The Ganga visit is utterly fascinating. Three strangers, of whom I am one, plan to buy/hire/steal a rowboat and paddle from Allahabad to Varanasi (150 kms, 2 hours by road, 5 days by boat). Only one of these three knows his/her way around a boat. We plan to take it slow, with the journey being far more important than the destination.
We will camp on the river islands, watch the sunset turn the river to gold. We will wake in time to see the sun's rays chase away the wraith-like tendrils of fog that rise from the water. At times, the river will be blanketed by flocks of migratory birds. We will pass different time zones. Some places, the banks will lined with forts that were once impenetrable but now are crumbling into the river. The next minute, we might pass groups of children exulting in the water they live by. While I expect to learn a lot more about myself and about my companions in these six days than about the people along the river, we will be treated to an ever-changing but eternal landscape.
And I will be doing all this without a camera. A grain of sand, nothing more, that my camera happened to swallow and this will challenge me more than the bed of the Ganga herself. I was pretty upset, as you can imagine.

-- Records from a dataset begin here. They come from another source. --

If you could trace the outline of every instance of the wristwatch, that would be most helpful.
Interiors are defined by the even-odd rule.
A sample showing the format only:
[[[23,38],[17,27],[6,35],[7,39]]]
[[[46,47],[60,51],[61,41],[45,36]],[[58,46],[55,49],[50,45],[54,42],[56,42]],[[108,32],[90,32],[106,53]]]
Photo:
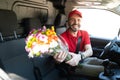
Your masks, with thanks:
[[[82,54],[82,52],[79,51],[78,54],[81,55],[81,60],[83,60],[85,58],[85,56],[84,56],[84,54]]]

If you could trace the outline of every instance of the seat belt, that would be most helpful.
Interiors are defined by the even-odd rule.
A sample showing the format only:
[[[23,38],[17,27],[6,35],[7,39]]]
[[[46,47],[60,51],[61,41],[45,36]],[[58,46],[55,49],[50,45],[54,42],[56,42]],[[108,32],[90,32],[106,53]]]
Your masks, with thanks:
[[[80,50],[80,42],[81,42],[81,36],[78,38],[78,42],[77,42],[77,45],[76,45],[76,51],[75,53],[78,53],[78,51]]]

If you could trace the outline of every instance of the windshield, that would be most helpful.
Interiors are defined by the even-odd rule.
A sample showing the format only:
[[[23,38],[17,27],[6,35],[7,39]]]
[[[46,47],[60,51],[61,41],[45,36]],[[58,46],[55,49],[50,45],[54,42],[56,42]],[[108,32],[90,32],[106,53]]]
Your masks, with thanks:
[[[78,9],[82,12],[81,29],[87,30],[91,37],[113,39],[120,28],[120,16],[101,9]]]

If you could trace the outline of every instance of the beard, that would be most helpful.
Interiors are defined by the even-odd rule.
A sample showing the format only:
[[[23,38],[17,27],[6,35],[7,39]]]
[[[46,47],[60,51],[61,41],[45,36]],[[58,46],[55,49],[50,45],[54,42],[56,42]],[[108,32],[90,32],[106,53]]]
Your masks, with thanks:
[[[75,26],[75,27],[74,27]],[[69,25],[70,30],[72,30],[73,32],[77,32],[80,29],[80,25],[79,24],[73,24],[73,25]]]

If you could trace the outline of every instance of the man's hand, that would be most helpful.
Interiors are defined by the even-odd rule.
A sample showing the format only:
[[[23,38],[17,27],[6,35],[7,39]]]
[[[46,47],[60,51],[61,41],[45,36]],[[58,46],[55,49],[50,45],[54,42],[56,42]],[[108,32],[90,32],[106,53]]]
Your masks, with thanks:
[[[69,52],[69,54],[72,56],[72,59],[67,61],[66,63],[71,65],[71,66],[77,66],[79,61],[81,60],[81,55],[80,54],[75,54],[72,52]]]
[[[67,55],[65,52],[56,53],[54,59],[58,62],[63,62]]]

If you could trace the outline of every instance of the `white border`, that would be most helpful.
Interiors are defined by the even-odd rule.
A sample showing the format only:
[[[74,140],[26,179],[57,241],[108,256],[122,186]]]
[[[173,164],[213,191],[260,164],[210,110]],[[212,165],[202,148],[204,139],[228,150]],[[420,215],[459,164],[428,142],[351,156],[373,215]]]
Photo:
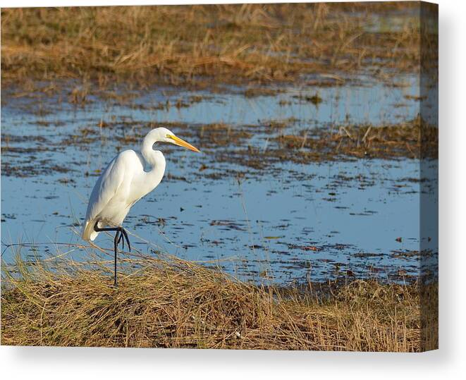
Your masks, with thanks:
[[[240,1],[4,0],[1,7]],[[248,1],[274,2],[274,1]],[[278,1],[274,1],[278,2]],[[299,2],[299,1],[294,1]],[[439,0],[441,349],[424,354],[0,348],[2,379],[448,379],[466,373],[465,2]]]

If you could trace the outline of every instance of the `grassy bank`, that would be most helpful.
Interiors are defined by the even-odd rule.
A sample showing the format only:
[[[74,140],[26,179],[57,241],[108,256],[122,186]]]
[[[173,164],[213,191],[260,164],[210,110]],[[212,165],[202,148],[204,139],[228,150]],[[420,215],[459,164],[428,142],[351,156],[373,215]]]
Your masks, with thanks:
[[[2,82],[90,78],[106,86],[125,78],[140,87],[154,81],[200,83],[202,78],[211,83],[293,81],[314,74],[317,81],[338,82],[338,73],[364,68],[386,68],[384,75],[393,69],[418,71],[421,33],[431,45],[426,51],[436,47],[436,31],[421,30],[419,6],[412,2],[2,9]],[[435,57],[427,58],[431,60],[425,62],[436,64]]]
[[[132,269],[121,274],[116,289],[104,266],[69,262],[51,271],[23,263],[14,277],[4,268],[1,344],[421,349],[416,284],[360,280],[324,291],[316,285],[298,291],[247,284],[176,259],[125,264]],[[436,305],[436,300],[430,301]],[[431,315],[434,325],[436,313]],[[434,339],[425,346],[435,346]]]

But not any more. Think about it. The great travellers I grew up reading- the heroes I mentioned earlier- have not only painted impressive images of the places they visited, but also of the flavour of their experiences. Their words and descriptions are with me wherever I go, adding to the pleasure of what I see. I greet some landscapes with the joy one reserves for meeting old friends, because that is what they are- I know these areas intimately through these books. The necessity of photographs? It's all maya.
I will see you around Christmas, then. With stories and sketches.